Dr. Anthony Fauci was scheduled to step down from his National Institute of Allergy and Infectious Diseases (NIAID) director position by December 31, but a couple of days into the new year, neither the NIAID nor Fauci has officially announced the departure yet.
As of publishing this article, the NIAID lists Fauci as the director of the agency with no official confirmation from the doctor’s office about his stepping down.

NIAID Website as of Monday, January 2 2023, 2:12pm CST
“At the end of this month,” The agency said in a statement in December, “Dr. Anthony Fauci, Director of NIAID, will step down from the role he’s held since 1984.” The statement included a quote from Fauci, “While I am moving on from my current positions, I am not retiring. After more than 50 years of government service, I plan to pursue the next phase of my career while I still have so much energy and passion for my field.”
Many experts speculate Fauci’s decision to step down came in as Republicans were scheduled to take the majority in the House of Representatives. Fauci feared scrutiny and investigations into his handling of the COVID-19 pandemic.
In his latest interview with The Guardian, the NIAID director spoke about his agency’s handling of the COVID-19 virus and asserted that the “only thing I can say is that we tried our best given our best judgment and our analysis of what was going on around us to make recommendations.”
“I don’t think anybody got it completely 100-percent right but the idea to say that you should have not put any restrictions on anything at a time when there was a tsunami of infections and New York City hospitals were getting overrun, practically—think of Elmhurst hospital, remember those pictures of the cooler trucks with bodies piling up in that—you had to do something pretty significant to slow that down,” he told the publication.
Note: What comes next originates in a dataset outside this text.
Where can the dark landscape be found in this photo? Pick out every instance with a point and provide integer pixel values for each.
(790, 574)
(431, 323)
Fauci, a long-time federal government employee took over the NIAID in 1984 under President Ronald Reagan and gained widespread popularity in 2020 after appearing in more than a thousand interviews, acting as a self-described expert on the COVID pandemic. He made several changing stances on lockdowns, masks, and vaccines in 2020 and received criticism from conservative media. But despite his fast-changing stances, he was virtually worshiped by many in the liberal media.
With Republicans securing a majority in the House, there are rumors of investigations and public hearings into Fauci’s handling of the COVID response and allegations of his agency funding a third-party research organization that was involved with the study of the bat coronavirus at the Wuhan laboratory.
In his Guardian interview, Fauci asserted that the strict lockdown measures enforced by U.S. municipalities were the “right thing to do” and falsely claimed that he did not advocate for closing down schools and in-person learning.
“If you look at the record and go back to the clips, you’ll see how many times I said, we’ve got to try our best to get the kids back to school as quickly as we possibly can and as safely as we possibly can,” he said. “On the one hand, I was in favor of shutting things down temporarily, but I certainly felt we needed to open up as quickly and as safely as we could.”